On this page:
6.1 What Is This Assignment’s Purpose?
6.2 Reading
6.3 Program
6.4 Task
6.5 What to Turn In
6 The Shell🔗
6.1 What Is This Assignment’s Purpose?🔗

The Unix shell is one of the most widely-used programming languages, and has a powerful notion of laziness central to its evaluation model. In this assignment we want you to get the experience of “retrofitting” a type system onto a dynamic language, by finding invariants in the way data are transformed.

6.2 Reading🔗

Read this paper, at least to the end of section 2.1.Local interest stories: first-author Greenberg is a Brown CS alum, and third author Vasilakis is now a professor here.

The paper references this famous exchange in the journal Communications of the ACM, where Donald Knuth presented a “literate” program for a task and then Doug McIlroy wrote a response in which he showed the same program written in terms of Unix shell commands. McIlroy’s review begins on page 478 and his solution is on page 480. You are not expected to read this document in whole! It’s here as a historical reference (and a fascinating contrast between different styles of programming, and also a statement of the power of programming languages). But it is very useful to read the critique starting on page 480 starting from “Knuth’s purpose was” to the end of page 481.Here’s a cartoon about it. And here’s a classic video about the Unix command philosophy from 1982.

If you have not seen the shell before, these slides do a very nice job of introducing it (especially through slide 41). Note that slide 4 of that deck echoes the Knuth-McIlroy exchange.

6.3 Program🔗

McIlroy’s program, with the last line truncated, is as follows:

tr -cs A-Za-z '

' |

tr A-Z a-z |

sort |

uniq -c |

sort -rn

You can run it interactively as follows:

cat <filename> |

tr -cs A-Za-z '

' |

tr A-Z a-z |

sort |

uniq -c |

sort -rn |

less

which will process <filename> and show you the output a screen at a time.

Note that it is important that you have a newline inside the quote: see McIlroy’s explanation of the program.

6.4 Task🔗

Let us now think about this from the perspective of retrofitted type systems.

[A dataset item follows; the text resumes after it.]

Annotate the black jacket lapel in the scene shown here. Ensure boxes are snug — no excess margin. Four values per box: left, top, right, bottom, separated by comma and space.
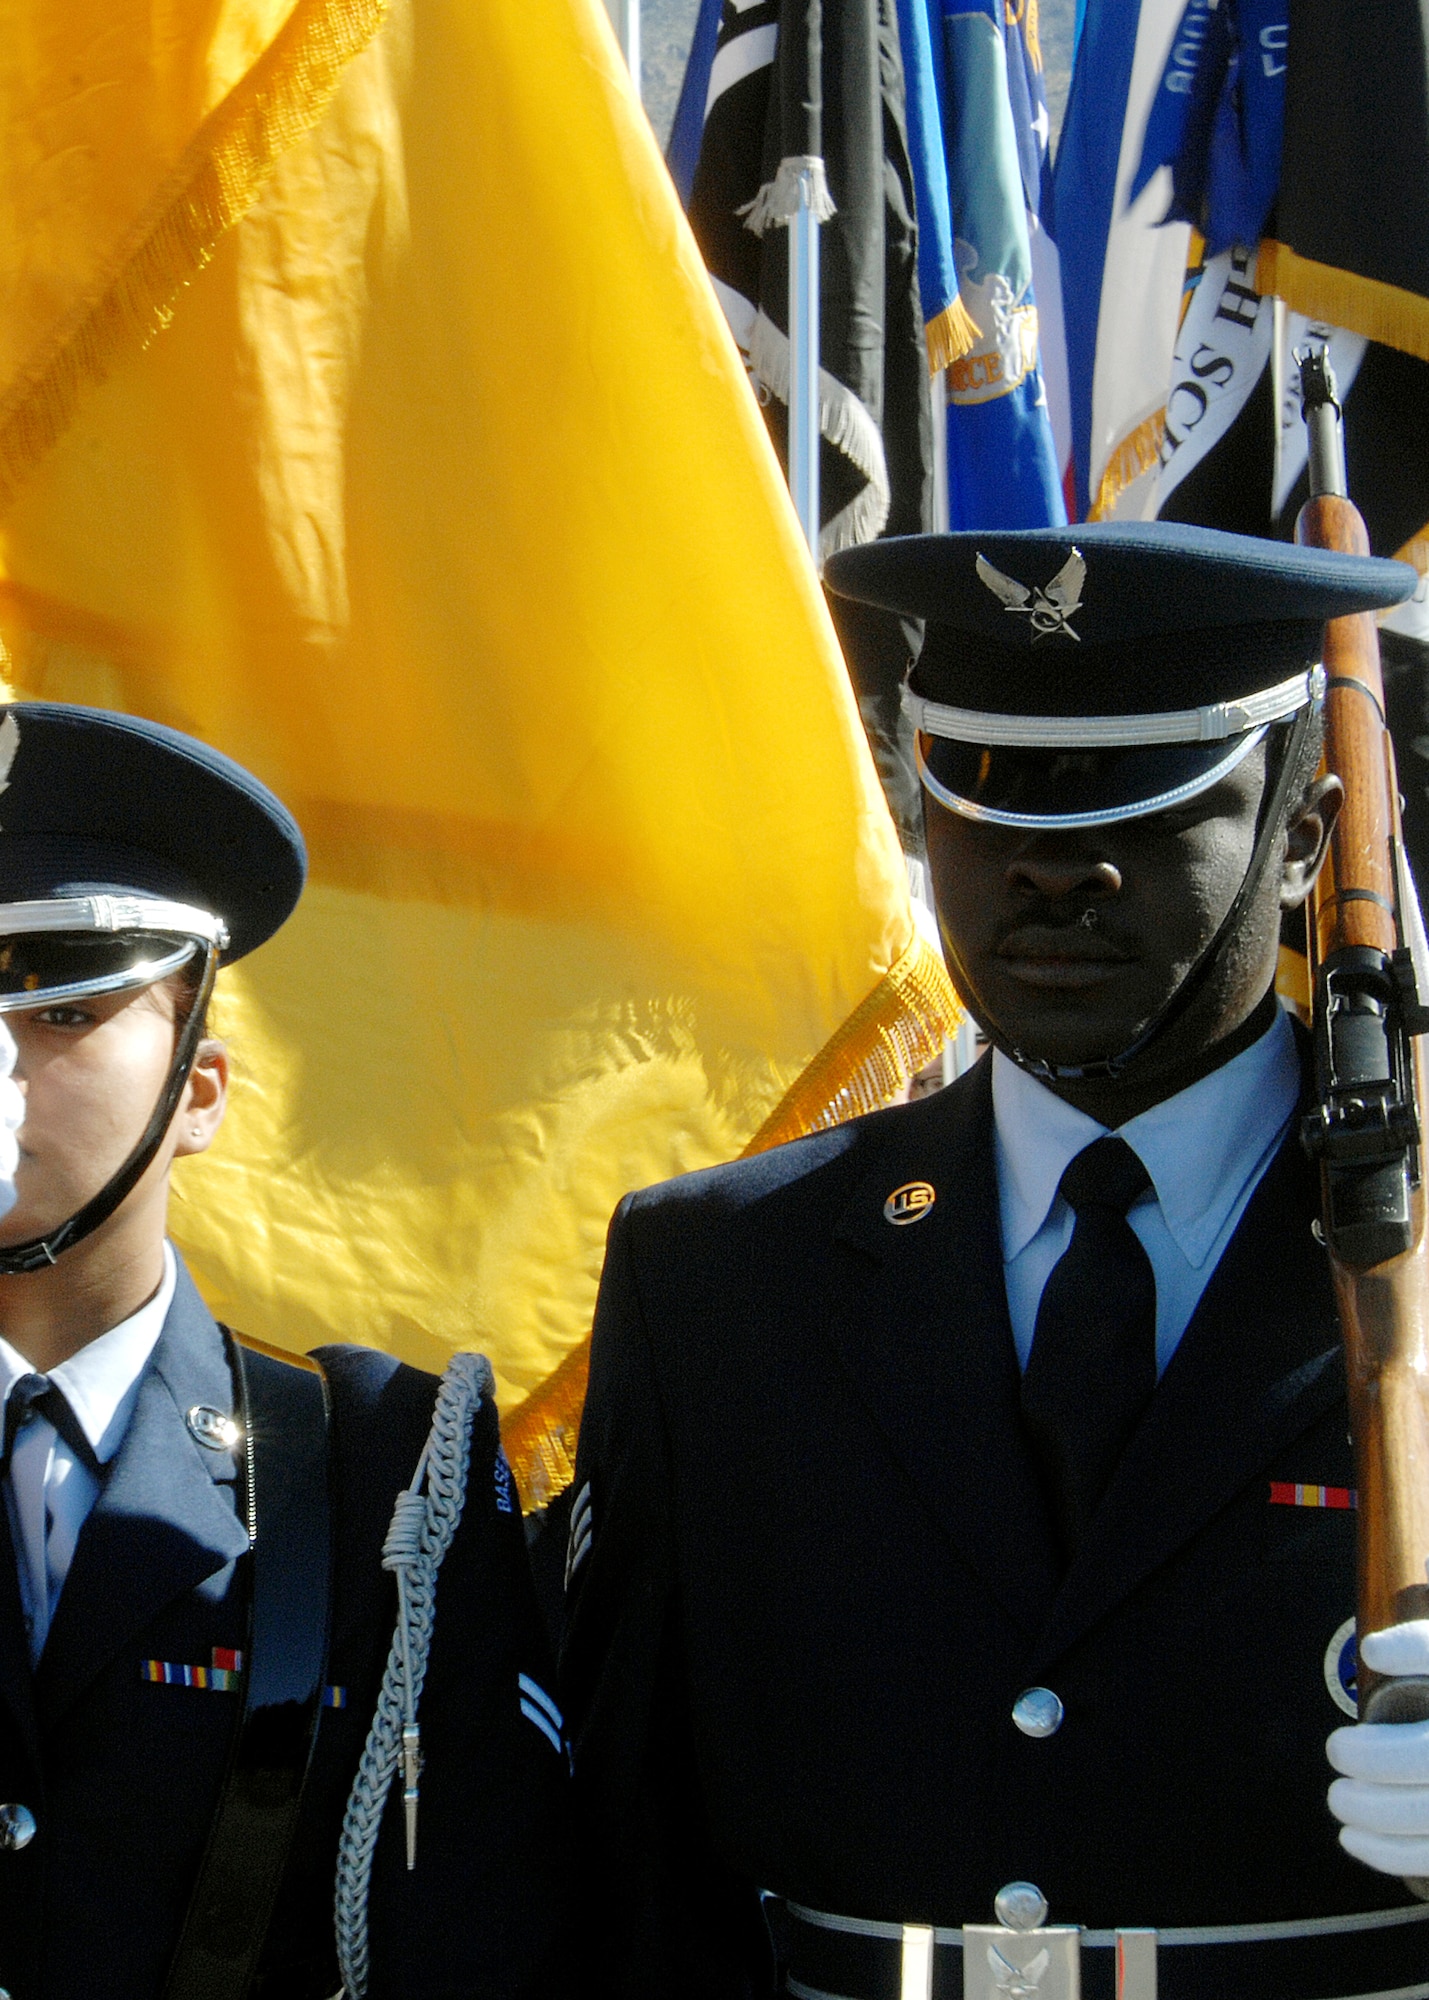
1033, 1131, 1342, 1670
825, 1059, 1060, 1636
37, 1260, 249, 1725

One of the reasons the Unix shell is so powerful is because its commands compose very easily: to a first approximation, everything consumes a stream of strings and returns a stream of strings.If you pay really close attention below, you may notice that perhaps some things make more sense on finite lists than on infinite streams. But you can ignore this distinction unless you really want to. However, this perspective is useless from the perspective of debugging programs: it means there is only one type, and everything consumes and produces values of that type. That means “composition” is automatic, but we cannot tell with any more refinement what kind of answer a program would produce.

But obviously, that is not what is going on here! Each line is doing something interesting and producing a much richer kind of stream-of-strings—refining either the stream, the strings, or perhaps even both—which is how we’re able to get to the desired result. So what we’re going to do is retrofit “types” to this program (here it is again with line numbers in McIlroy’s style):

(1) tr -cs A-Za-z '

    ' |

(2) tr A-Z a-z |

(3) sort |

(4) uniq -c |

(5) sort -rn

Each line clearly consumes and produces strings. However, it doesn’t necessarily consume or produce strings without any structure at all. What new structure is gained at each point? How does this accumulation of structure help us determine that this pipeline actually produces the value we desire?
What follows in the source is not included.